My prediction is that this project is going to fail, miserably - how can I be sure? Because in my book, it already is. Not because of poor management of the project itself, nor because my predecessors or I haven't made every effort to follow best practices and adhere to and exceed industry standards. It's going to fail because internal politics make it impossible to implement any of the features in a manner that is useful to the users who require it to do their jobs effectively.

But who is to blame? The 'developer' of course [I use developer here loosely, it's really the business analyst that the client is pointing the finger at, though they don't know this - as far as they're concerned, the 'developer' is a catch all term for the vendor handling the project], not once has anyone put a pen to paper to say "I approve that this interpretation of the facts and processes are complete and accurate" and not once has anyone put pen to paper to say "I agree that this design is an effective solution to allow my staff to complete their jobs in the most efficent manner possible." So who is accountable? Well everyone avoided that responsibility because it's all about he said/she said. Even now, with the wheels falling off the project and even though I have gone over and above the call of duty to try and get these things rectified, there is still a refusal to change their practices.

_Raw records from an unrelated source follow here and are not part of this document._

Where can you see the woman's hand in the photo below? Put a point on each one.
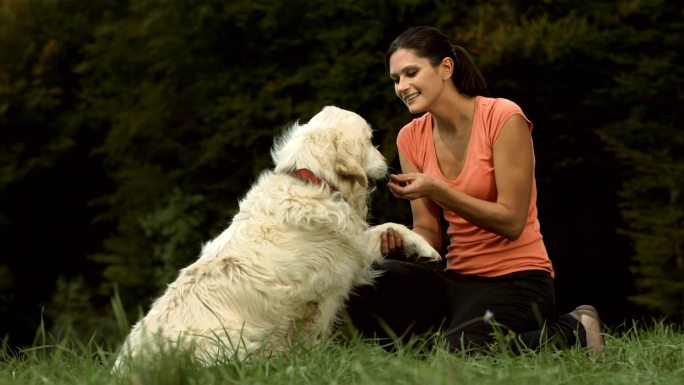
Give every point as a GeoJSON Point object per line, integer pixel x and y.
{"type": "Point", "coordinates": [411, 186]}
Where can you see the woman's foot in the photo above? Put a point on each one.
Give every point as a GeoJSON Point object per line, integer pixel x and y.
{"type": "Point", "coordinates": [588, 317]}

Word of warning to the wise: You may not think that internal politics at a client have an effect on your design process, but if you don't want to be tied up in a project that's destined for failure from the outset, heed the warning signs. If politics amongst the management are dictated by the measurement of their dicks get out before it affects your work and makes you look bad.

Putting best practices aside for a moment there are undocumented and intangible things that are important for a project to succeed:

  • Stakeholder buy in. Everyone must be in the same boat working as a team towards one common goal. If any one/all of the stakeholders are not on board, don't believe in the project or are otherwise not happy with the project, they are a threat to the project.
  • Stakeholder priorities. Everyone must make the software development a top priority. It cannot be put aside as "I'm too busy to read this", "I'm too busy to write that", "I'm too busy to take part in this", "I didn't want any part of this". If they don't make it their first priority, they cannot complain when it doesn't take their views into account. If they don't make this a priority, they are a threat to the project.
  • Stakeholder accountability. If a stakeholder is not willing to be accountable for their decisions, accuracy of their input or completeness of their input then they are a threat to the project.

Lessons learned:

  • Never trust any information provided until you have proven that it's true. If that requires job shadowing, then so be it.
  • Political stakeholders are next to useless unless they're "at the coal face". Get process information those doing the appropriate job. Their manager or their manager's manager isn't good enough unless that manager also does that job. What makes the most sense to the users of the software, frequently isn't anything like what makes most sense to management.
  • It doesn't matter how much stakeholders attempt to avoid accountability, get a signature on a piece of paper that corroborates that your understanding is 100% complete and accurate before you start on strategy and designs. Do the same with your designs before you move to coding. If you don't, eventually the finger of blame will be pointed at you, no matter how unjust that finger pointing may be.